Through song, more than 150 Hurricane Katrina survivors share their pain on the steps of the State Capitol.
The lyrics they sing seem to represent the feelings of every soul present, souls who say they are tire of roaming.
"I have no home, so I roam from city to city," one voiced yelled from the crowd.
They all want to go home to New Orleans, and say the contractor hired to run the Louisiana Road Home program needs to make some changes.
"Here we are 19 months later, and they're still trying to work out the defects in the process," Mary Fontenot says.
These people belong to a faith-based group out of New Orleans called All Congregations Together or ACT for short.
Many of the members say they've filled out their application to get money from the Road Home program, but have yet to get one cent for the federal grant program.

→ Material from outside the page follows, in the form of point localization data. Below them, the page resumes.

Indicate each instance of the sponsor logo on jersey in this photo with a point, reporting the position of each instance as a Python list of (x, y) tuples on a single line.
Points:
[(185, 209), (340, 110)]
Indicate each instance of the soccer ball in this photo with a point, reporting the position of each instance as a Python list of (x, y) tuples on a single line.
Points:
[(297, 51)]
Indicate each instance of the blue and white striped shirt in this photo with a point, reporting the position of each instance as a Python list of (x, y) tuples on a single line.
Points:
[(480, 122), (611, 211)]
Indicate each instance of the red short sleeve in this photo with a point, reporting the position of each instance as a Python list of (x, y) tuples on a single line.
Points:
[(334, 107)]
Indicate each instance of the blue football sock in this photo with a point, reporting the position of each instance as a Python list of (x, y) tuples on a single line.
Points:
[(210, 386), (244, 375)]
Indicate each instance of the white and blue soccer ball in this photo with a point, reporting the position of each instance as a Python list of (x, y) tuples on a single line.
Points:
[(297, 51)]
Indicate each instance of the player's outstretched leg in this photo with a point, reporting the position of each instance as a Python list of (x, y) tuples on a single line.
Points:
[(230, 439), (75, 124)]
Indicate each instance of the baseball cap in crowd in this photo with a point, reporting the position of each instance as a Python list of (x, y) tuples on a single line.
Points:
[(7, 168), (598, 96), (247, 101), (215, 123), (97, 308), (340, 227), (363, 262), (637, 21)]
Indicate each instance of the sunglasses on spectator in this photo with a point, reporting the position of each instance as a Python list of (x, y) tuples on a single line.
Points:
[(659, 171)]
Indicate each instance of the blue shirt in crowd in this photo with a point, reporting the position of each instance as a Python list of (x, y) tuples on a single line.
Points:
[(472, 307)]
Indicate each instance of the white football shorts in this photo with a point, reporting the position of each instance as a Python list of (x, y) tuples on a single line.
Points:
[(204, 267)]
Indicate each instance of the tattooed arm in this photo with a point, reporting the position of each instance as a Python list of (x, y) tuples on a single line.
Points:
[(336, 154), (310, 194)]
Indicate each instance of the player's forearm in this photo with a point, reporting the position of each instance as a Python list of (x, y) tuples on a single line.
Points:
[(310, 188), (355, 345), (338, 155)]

"I filled them out here in Baton Rouge when they had it right here, and I haven't heard a thing from them," Manuel Zeno says.
Zeno is trying to rebuild his Seventh Ward home.
"I'm living in it now, but we spent a lot of money. I'm trying to recover some of my money back," Zeno says.
Marigold Carter says she received $1,600 to rebuild her home in New Orleans East. She says that's not enough, but she's worried about more than just a roof over her head.
"Just the fact that my child is back to somewhat of himself," Carter says. "He has more of his characteristics than he had when he was staying away. That's given me the courage to fight."
Carter joined the group so she wouldn't have to fight alone. These folks say right now the only support they're getting is from good neighbors, and not their government.
"Without them, I think I'd jump off a bridge somewhere," Karin Legohn says. "I am truly stressed, and I do need help."
So as they bow their heads and pray for change, they also seek strength. The strength to continue to fight and rebuild their lives.